With Podman multiple containers are much more complicated and I would really recommend using Docker instead. But if you are running Podman you now know how to set it up and how the different parts glue together.

I would be very interested to understand in which type of scenario you are using multiple containers on one server.

We are using a Docker compose stack with 5 servers for automation testing. All the tests are running on one Redhat Enterprise 9 VM with multiple containers almost like a lightweight VM.

But in production I would not see many use cases where you would run multiple Domino servers on the same host.

rowlk commented 2 months ago

Hi Daniel yes agreed Quadlets are not applicable here as the service is simply running the common script.

Everything is now migrated to the new host, I have just used separate service files for each domino instance with DOMINO_CFG_DIR defined so it is now running as intended rather than by accident.

In this case we have several small customers for whom we host their domino services. These are very low resource workloads so having them on one host just makes sense for us. They were originally set up using the old domino hosted orgs which was dropped (v10 or v11 can't quite recall) but the containerised deployment is far better anyway.

We also have instances where customers used to have partitioned servers which we would now just set up with separate containers on one host. Again these are pretty low resource workloads. We have one example internally where we have three containerised servers we use for managing our template development - testing - deployment cycle. They could be on separate hosts but really don't need to be.

Larger heavy load servers are all on dedicated hosts all I believe are still running native although I am very tempted to containerise, the upgrade path sells it alone being so quick and easy.

I suppose in summary multi domino per host is useful where you perhaps want or need to separate the services being hosted but overall are not resource hungry.

Daniel-Nashed commented 2 months ago

Thanks, this clarifies your needs. Makes sense this way and is just a bit more complicated with Podman. Thanks also for confirming the DOMINO_CFG_DIR approach works for you.

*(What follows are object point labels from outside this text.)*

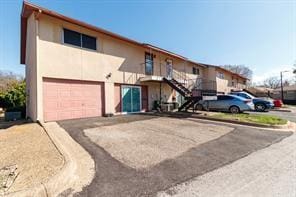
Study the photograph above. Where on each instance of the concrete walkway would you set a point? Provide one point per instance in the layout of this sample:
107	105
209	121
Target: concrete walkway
268	172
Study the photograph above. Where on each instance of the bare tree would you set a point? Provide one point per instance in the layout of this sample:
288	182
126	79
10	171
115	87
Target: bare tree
240	69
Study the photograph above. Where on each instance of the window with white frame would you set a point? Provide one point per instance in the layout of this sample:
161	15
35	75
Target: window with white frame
80	40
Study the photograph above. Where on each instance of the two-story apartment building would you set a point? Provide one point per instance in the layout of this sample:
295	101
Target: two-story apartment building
226	81
76	70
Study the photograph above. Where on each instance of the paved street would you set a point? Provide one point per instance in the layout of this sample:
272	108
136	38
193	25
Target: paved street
285	115
268	172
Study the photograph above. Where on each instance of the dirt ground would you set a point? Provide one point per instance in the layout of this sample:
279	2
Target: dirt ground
29	147
145	143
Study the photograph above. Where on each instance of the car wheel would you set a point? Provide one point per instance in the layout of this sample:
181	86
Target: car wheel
234	109
260	107
199	107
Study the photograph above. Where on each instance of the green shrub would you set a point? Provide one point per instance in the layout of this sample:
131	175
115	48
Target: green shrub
14	96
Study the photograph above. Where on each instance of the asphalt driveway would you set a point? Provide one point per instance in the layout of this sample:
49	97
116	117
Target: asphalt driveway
116	178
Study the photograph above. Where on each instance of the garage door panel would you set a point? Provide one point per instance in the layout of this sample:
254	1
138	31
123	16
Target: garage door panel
69	99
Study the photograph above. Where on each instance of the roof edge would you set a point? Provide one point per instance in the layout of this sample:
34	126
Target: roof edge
28	8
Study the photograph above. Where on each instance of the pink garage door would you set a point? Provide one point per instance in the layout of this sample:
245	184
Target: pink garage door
70	99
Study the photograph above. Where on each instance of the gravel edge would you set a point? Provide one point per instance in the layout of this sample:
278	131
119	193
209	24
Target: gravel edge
78	170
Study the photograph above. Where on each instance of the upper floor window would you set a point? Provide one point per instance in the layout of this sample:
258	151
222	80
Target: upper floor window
195	71
220	75
79	39
148	64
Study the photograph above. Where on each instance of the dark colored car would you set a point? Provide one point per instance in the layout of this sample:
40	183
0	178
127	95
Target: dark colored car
259	103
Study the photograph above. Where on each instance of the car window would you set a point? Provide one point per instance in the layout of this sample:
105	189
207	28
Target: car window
225	97
243	95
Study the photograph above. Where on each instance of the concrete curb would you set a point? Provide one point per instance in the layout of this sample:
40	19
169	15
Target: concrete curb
288	125
77	172
280	110
244	123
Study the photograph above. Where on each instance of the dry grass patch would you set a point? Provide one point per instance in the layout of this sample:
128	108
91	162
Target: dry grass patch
29	147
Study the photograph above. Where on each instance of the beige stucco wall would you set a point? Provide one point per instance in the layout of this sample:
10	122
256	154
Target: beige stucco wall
31	69
123	60
224	85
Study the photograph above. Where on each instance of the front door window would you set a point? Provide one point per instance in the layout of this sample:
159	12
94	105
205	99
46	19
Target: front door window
131	99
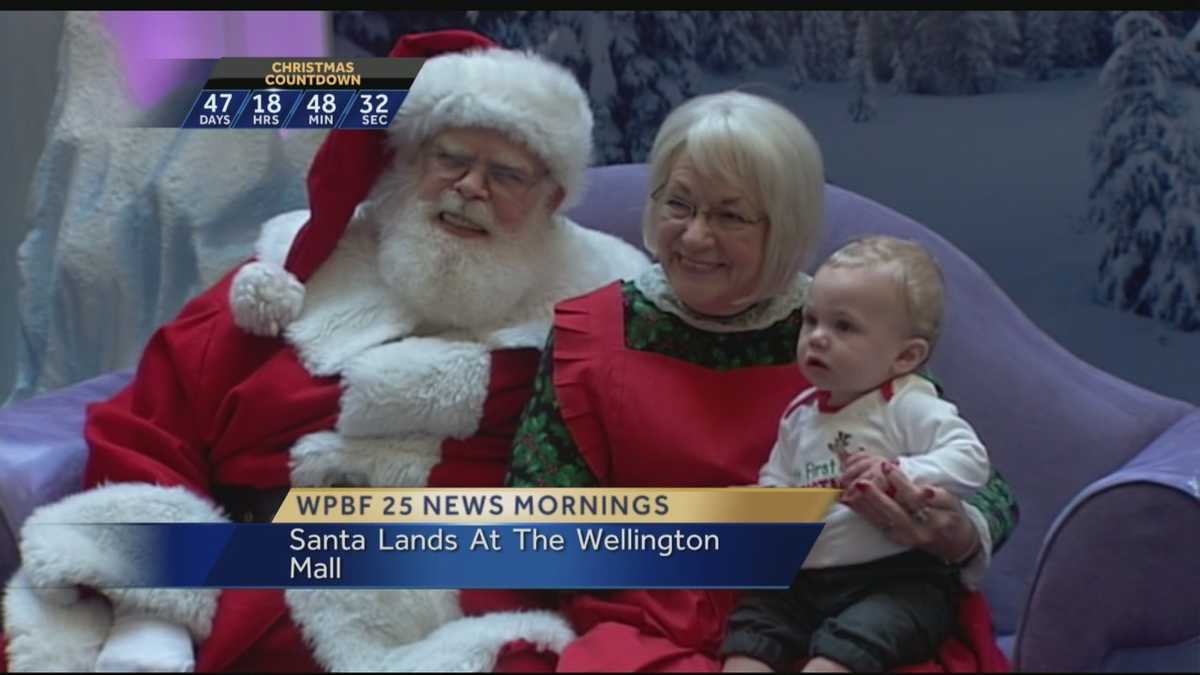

My production servers are a mix of Podman and Docker but just one instance. But I run a lot of really wild configurations for testing. Some of them I don't even dare to mention anywhere...

I also test with many different container base images.

What type of VMs are you using? I hope not VMware..

Here is something I looked into for optimized infrastructure. But depending where you host, you just get a KVM based VM which you can use with multiple containers. Containers are a perfect fit for smaller Domino servers!

Great this works for you and you find it useful and more glad that we solved your issue.